Insight

Investing in our current homes – greener, warmer & cheaper homes

September 7th 2020

Torus is committed to helping tackle the environmental crisis, while simultaneously providing improved homes for our tenants.

Our ongoing investment to our existing homes to ensure that our customers save money on their bills, tackle fuel poverty and reduce carbon emissions.

By 2019 we had carried out 43,399 installations in our properties, reducing carbon emissions by 25,095 tons per year.  With tenants being able to save up to *£320,484 a year on their combined energy bills.

In addition to ongoing improvements to homes, we invest in new and innovative solutions to reduce energy usage, lower carbon emissions, reduce energy bills and save our customers money.

Our recent projects

In Liverpool, we are completing an underfloor insulation project, using Q-Bots, robots that spray insulation under floors, with minimal disruption compared to traditional methods. The project, which is funded by the European Structural and Investment Funds (ESIF) is committed to improving 331 properties over the next year.

We are currently in the process of retrofitting outdated heating systems in several of our Independent Living Schemes, investing £500,000 in each scheme to ensure that our older and vulnerable customers can keep the heat on, at a reduced cost. Each scheme of around 40 units, has had a full heating refurbishment, replacing existing systems with new modern ‘District Heating’ type installation, incorporating individual ‘heat control interfaces’ in each home, giving our tenants more control over their homes.

We are committed to replacing a minimum of 600 heating systems and boilers each year, across our three heartlands, replacing them before they need replacing or repairing, to both make it more efficient for our customers and reduce maintenance costs. Replacing out-dated systems with A’Rated, market-leading Vaillant boilers.

Working in partnership with contractors Scottish Southern Electric (SSE), we are currently running a £45,000 pilot project at Bernard Wood Sheltered Scheme in Billinge, to install a new ‘Building Management System’ to manage the heating both to the communal spaces and individual tenant’s flats, with the aims to reduce energy use within the building and heating bills for the tenants.  If successful, we will look to roll to a further six schemes.

As part of an international partnership with Ground Heat and Heliotherm Austria, we removed old storage heaters in four blocks of nine apartments on Delph Lane, Whiston. With no mains gas supply, the heating and hot water for the individual flats in the four separate blocks were supplied by electric heaters. This was inefficient and expensive for tenants, generating annual bills in excess of £900. Torus was keen to introduce new heating technology that would overcome the lack of mains gas supply and address these rising fuel costs. A new heating system was installed powered by a ground source heat pump which in turn is powered by photovoltaic cells and battery storage systems. This is a unique integration of common renewable technology that creates an increase in an efficiency of 420%, reducing bills dramatically for the tenants as well as reducing carbon emissions.

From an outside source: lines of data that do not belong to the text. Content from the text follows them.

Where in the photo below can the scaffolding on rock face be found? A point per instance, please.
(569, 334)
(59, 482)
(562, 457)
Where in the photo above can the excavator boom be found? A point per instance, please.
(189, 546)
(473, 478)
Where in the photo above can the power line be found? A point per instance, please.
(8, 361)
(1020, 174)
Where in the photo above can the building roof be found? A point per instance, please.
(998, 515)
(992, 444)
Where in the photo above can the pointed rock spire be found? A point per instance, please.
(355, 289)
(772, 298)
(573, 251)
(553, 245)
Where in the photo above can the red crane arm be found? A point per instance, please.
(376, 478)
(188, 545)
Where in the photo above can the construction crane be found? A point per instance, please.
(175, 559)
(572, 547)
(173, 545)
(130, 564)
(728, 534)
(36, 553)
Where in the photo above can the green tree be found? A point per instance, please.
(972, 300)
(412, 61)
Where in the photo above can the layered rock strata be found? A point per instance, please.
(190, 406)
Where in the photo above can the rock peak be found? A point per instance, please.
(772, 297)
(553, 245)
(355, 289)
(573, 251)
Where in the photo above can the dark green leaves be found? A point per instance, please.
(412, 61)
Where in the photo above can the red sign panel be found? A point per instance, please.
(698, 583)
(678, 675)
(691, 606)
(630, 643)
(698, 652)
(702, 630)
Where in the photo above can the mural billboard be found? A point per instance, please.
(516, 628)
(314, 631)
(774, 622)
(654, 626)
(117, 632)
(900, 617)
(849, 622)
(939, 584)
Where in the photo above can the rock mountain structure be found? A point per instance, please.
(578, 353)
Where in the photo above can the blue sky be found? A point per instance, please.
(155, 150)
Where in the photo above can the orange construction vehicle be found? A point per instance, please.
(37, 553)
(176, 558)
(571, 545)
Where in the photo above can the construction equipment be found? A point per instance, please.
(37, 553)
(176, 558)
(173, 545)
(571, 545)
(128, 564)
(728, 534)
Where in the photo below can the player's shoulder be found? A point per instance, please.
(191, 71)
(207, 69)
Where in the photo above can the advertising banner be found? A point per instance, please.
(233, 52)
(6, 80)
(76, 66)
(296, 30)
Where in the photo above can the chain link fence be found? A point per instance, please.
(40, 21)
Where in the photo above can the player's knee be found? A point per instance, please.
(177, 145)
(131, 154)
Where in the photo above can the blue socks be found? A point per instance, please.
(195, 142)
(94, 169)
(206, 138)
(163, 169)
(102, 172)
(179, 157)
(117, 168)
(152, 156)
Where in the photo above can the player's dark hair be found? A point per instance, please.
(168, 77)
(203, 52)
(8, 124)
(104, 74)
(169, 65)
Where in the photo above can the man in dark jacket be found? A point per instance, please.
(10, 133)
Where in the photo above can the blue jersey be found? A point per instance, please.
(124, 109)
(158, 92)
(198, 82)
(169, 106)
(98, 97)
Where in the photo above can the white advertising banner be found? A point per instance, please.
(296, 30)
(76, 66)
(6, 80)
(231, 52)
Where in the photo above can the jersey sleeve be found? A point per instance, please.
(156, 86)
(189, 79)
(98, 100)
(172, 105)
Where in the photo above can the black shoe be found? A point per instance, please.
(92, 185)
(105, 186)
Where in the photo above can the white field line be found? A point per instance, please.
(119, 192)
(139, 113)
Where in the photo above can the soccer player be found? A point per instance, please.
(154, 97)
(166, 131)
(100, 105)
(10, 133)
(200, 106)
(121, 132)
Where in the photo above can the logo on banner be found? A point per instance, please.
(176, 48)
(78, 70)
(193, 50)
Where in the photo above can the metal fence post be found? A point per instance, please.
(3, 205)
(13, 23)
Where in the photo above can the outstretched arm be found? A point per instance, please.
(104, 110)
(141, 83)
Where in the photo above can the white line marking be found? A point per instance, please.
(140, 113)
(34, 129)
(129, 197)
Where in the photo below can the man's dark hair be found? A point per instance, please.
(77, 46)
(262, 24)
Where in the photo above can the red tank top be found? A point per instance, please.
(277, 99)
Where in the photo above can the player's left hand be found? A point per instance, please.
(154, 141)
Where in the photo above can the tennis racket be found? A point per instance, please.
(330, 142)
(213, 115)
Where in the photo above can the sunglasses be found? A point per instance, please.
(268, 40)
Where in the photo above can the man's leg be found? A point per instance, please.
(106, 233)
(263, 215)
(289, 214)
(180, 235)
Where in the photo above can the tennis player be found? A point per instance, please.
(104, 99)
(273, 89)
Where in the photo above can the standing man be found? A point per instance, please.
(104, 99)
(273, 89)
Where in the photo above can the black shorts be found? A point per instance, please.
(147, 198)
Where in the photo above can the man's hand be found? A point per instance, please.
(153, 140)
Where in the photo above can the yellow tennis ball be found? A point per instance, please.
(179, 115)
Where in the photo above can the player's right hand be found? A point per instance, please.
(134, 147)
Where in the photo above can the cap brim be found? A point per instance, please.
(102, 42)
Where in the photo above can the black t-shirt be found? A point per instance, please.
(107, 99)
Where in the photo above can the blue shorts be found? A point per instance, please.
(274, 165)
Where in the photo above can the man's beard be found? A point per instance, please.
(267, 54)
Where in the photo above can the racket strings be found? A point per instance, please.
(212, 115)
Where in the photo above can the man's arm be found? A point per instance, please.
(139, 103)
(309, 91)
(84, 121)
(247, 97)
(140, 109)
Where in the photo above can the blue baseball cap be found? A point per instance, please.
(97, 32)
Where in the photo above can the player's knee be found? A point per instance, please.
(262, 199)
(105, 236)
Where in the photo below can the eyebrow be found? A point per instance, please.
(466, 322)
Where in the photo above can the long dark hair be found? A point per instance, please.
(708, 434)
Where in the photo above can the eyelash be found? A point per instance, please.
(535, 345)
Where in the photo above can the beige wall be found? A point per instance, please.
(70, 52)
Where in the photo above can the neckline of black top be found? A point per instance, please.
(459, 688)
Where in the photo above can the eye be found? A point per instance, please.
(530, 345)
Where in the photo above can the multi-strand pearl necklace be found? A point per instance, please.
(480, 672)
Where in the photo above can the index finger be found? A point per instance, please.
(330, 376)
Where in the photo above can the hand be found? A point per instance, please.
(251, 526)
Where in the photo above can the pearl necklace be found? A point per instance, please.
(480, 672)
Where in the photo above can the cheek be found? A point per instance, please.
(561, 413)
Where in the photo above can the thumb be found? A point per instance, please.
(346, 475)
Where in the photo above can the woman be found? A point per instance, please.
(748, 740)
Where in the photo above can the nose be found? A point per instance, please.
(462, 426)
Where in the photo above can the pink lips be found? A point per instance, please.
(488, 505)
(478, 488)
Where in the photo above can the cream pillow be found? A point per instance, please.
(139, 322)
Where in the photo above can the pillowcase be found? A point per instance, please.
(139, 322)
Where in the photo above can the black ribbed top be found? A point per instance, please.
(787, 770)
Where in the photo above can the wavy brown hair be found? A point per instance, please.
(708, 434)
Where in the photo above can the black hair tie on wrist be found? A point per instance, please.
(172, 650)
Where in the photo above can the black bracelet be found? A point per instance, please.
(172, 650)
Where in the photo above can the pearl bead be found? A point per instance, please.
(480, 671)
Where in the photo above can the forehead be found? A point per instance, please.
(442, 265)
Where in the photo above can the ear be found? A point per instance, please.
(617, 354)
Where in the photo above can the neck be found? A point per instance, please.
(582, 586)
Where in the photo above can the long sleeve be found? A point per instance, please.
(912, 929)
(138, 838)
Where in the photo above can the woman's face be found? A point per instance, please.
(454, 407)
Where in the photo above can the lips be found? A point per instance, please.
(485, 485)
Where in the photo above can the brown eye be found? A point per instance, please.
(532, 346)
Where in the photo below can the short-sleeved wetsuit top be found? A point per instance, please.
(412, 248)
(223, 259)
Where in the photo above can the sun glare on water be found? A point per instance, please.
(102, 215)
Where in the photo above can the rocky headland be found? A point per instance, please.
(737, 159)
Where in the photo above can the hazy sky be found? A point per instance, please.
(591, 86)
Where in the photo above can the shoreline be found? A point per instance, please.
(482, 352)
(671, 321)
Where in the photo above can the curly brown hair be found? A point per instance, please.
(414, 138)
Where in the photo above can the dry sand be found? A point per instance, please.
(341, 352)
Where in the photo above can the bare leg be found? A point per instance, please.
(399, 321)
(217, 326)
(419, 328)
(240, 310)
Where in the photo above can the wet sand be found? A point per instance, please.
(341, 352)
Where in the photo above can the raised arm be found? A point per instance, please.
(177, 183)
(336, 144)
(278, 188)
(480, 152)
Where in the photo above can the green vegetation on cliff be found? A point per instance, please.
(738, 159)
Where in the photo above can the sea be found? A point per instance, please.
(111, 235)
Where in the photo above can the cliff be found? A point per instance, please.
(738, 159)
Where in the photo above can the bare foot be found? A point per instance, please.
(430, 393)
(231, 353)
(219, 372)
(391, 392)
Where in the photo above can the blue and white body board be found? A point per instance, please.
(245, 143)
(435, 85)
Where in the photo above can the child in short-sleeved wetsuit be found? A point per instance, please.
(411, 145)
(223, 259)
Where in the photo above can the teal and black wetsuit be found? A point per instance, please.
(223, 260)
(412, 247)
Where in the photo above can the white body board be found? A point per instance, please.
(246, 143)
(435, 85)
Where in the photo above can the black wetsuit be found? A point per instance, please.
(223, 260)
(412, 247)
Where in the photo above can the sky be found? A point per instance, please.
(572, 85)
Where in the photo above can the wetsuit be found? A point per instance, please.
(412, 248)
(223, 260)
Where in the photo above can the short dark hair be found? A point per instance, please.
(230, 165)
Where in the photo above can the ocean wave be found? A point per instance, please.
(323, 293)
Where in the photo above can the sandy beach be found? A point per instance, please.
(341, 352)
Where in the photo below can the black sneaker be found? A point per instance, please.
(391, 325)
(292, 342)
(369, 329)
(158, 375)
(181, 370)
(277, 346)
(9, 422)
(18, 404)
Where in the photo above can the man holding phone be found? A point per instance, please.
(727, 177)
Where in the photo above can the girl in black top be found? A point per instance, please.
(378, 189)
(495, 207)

Carl Talbot-Davies, Torus Group Head of Assets & Compliance, said:

“Social housing needs to be energy efficient and fit for the future.

“These are just a few examples of how we are working hard to make our energy systems more sustainable with an aim to reduce energy usage, cut waste, drive down greenhouse gas emissions and reduce the cost of energy bills for our customers.

“By investing in our homes and making them better, we can protect the people who live in them from high energy bills and fuel poverty, which is especially beneficial for the high proportion of social tenants who are on low incomes.”

The next big project for Torus is improvement works on the nine-storey Kingsway House in Warrington, which as part of a larger makeover will also receive upgrading insulation and cladding to improve its green credentials.